Reading Light is blowing bulbs

Westwind

Well-known member
Had a bulb blow in one of the living room reading lights, replaced the bulb with one that has been rarely used and within minutes that one blew! Looked at the light fixture and didn't see anything that didn't look right. Wondering if anyone has experienced this problem and what you might have done about it. I don't want to keep putting light bulbs into the fixture and have them blow. I'll go broke buying new ones. :rolleyes:
 

traveler44

Well-known member
Re: Reading Light

Which lights are those you are talking about, the ones behind the chairs or the ones over the couch? I know that when i changed one over the couch that it is a halogen so I was very careful not to touch it with my fingers. I handled it with a piece of a paper towel. Tom
 

Westwind

Well-known member
Re: Reading Light

Rick-Debbie Where did you get your LED blubs? I want to switch the two reading lights in back of the recliners to LEDs. With the 1383 bulbs they get hot to touch.
 

caissiel

Senior Member
Re: Reading Light

I bought 194s for 7 times cheaper so check around. It would cost a fortune to switch.
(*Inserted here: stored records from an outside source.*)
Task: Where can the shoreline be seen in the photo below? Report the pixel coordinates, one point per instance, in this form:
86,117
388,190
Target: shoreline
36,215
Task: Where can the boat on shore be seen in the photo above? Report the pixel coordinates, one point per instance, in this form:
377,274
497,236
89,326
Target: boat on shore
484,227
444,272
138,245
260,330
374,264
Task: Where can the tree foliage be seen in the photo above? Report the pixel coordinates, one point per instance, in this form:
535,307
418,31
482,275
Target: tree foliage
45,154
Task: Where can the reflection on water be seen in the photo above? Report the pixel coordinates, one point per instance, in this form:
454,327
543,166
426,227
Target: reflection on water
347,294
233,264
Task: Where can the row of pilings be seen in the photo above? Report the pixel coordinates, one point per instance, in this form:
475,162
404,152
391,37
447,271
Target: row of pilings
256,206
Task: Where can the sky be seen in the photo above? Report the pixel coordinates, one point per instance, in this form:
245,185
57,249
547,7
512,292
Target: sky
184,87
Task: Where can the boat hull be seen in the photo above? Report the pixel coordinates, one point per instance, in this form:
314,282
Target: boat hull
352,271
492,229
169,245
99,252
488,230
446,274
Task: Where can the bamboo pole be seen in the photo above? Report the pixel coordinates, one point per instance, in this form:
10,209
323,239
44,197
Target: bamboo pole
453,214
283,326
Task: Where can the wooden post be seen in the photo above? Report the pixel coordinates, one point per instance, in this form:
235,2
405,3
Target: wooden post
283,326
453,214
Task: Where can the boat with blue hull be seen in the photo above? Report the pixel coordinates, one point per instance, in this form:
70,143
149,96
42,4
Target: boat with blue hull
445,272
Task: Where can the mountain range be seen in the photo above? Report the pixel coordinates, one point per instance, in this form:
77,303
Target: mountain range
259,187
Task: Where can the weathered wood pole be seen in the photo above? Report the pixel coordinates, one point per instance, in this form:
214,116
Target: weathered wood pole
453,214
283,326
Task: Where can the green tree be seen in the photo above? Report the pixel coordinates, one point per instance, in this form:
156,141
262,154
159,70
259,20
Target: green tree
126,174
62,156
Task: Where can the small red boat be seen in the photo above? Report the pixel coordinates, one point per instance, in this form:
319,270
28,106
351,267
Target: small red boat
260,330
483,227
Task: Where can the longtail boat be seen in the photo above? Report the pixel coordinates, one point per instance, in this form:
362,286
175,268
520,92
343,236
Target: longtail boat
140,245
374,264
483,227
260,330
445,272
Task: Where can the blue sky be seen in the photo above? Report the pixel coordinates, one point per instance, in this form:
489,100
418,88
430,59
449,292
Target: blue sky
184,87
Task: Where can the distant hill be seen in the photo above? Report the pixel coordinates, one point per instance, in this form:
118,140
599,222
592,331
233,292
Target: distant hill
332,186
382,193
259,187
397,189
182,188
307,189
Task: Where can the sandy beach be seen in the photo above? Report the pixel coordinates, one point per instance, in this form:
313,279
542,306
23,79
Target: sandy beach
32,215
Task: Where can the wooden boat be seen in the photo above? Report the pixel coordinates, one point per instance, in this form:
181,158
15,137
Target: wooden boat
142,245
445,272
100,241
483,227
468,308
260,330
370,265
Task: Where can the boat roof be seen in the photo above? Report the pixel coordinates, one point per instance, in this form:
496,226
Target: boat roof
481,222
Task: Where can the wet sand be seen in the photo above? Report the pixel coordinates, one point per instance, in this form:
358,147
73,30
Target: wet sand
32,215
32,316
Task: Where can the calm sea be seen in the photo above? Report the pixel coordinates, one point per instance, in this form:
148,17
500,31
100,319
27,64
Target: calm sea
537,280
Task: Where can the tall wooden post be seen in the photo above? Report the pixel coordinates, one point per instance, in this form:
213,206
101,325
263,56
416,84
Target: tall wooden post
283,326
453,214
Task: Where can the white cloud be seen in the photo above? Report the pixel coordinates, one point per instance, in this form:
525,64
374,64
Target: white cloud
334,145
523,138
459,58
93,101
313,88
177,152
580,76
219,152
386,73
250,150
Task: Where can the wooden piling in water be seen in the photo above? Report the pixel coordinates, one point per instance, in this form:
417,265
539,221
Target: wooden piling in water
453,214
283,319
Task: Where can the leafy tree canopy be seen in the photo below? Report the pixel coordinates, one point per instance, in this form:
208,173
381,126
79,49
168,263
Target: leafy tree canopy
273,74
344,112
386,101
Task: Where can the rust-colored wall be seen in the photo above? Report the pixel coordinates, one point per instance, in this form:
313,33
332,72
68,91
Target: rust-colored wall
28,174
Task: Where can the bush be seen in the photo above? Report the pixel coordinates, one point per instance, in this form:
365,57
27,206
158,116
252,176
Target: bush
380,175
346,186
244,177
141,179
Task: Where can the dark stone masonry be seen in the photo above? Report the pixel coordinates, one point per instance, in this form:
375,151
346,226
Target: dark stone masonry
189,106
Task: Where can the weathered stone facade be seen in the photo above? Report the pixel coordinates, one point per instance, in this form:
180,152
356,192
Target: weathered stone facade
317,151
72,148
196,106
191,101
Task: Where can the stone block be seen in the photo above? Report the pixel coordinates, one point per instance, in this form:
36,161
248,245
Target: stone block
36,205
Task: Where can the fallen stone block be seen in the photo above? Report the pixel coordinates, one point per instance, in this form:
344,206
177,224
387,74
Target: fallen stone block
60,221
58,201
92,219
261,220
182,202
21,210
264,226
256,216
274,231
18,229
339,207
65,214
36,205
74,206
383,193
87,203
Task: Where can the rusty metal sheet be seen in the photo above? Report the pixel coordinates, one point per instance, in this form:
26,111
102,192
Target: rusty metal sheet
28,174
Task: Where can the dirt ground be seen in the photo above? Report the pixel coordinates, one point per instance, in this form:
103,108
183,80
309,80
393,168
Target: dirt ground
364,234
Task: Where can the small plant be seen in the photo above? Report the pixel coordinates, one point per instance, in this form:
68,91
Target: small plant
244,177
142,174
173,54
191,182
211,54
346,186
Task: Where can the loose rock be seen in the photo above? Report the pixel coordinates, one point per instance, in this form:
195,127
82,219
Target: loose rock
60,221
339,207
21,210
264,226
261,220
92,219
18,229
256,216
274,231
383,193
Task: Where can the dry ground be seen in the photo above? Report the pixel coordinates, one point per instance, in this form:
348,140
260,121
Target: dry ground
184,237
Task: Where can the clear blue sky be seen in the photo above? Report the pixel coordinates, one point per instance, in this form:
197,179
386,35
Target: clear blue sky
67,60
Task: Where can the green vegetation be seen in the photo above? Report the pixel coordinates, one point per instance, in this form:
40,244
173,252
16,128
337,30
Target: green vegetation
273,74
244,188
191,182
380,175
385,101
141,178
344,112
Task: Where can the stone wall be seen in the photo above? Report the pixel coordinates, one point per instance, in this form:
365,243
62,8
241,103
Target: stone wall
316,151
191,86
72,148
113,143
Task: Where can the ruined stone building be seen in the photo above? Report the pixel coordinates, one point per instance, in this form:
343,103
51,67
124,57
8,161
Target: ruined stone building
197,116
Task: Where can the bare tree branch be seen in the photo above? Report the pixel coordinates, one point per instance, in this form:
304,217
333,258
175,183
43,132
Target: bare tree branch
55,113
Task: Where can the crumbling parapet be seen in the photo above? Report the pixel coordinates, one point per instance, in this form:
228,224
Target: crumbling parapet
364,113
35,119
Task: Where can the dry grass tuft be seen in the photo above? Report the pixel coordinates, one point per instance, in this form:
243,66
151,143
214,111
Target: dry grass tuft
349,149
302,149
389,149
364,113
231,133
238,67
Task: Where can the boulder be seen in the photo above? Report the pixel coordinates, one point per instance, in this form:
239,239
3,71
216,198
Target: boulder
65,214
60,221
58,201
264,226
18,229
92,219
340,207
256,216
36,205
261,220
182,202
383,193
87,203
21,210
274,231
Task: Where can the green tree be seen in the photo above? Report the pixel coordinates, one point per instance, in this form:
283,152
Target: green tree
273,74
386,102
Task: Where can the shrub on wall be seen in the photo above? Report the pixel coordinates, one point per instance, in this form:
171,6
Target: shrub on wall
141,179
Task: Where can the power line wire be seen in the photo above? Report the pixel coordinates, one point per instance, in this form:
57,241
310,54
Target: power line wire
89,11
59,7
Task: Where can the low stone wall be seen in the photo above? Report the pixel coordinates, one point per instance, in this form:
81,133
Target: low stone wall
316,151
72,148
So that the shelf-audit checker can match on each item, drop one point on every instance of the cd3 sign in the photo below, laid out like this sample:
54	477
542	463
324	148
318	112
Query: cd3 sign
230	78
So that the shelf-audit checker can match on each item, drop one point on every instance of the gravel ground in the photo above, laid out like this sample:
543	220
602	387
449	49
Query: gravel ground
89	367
Sent from my SPH-M910 using Tapatalk 2
 

JohnDar

Prolifically Gabby Member
Reading Light

Laurent is right. There are sellers on EBay that have the same items as super bright for a fraction of the cost.
 

sjs731

Well-known member
Reading Light

I got all our LEDs off eBay with the exception of the eyeball lights over the bed. I even changed the marker lights on the outside and spent around $300 total and that is because the two eyeball lights were about $22 each.


Steve and Carrie
HOC #2252
Sent from my iPhone using Tapatalk
 

TeJay

Well-known member
Re: Reading Light

Westwind,
My guess you just got another bulb that was defective or marked incorrectly the next thing I would do is measure the voltage at the socket. I don't really know what might cause the voltage to be other than 12 V's but check it anyway. If the voltage is less than 12-V's that won't cause the filament to burn out. The filament is a resistance which is why it glows. If for some reason the filament was bumped and the filament became shorter then that would cause it to blow. There would be to much current for the resistance. There's nothing in the socket that can break which would cause a bulb to burn out so quickly. You either have 12-V's at the socket or not. If the hot lead becomes grounded before going through the bulb filament it would blow a fuse.
JMTCW
TeJay
 

Westwind

Well-known member
Re: Reading Light

Tejay - Thought I would live dangerously and I took another of the small flood type reading light bulbs off a light over the couch and switched it and its been two nights without a problem so it must have been the bulbs. I'm looking for a LED replacement but everything I've found to date are expensive so I'm going to keep looking and might get some 1383 filaments to replace the empty couch fixtures. They are cheap enough to put up with the heat.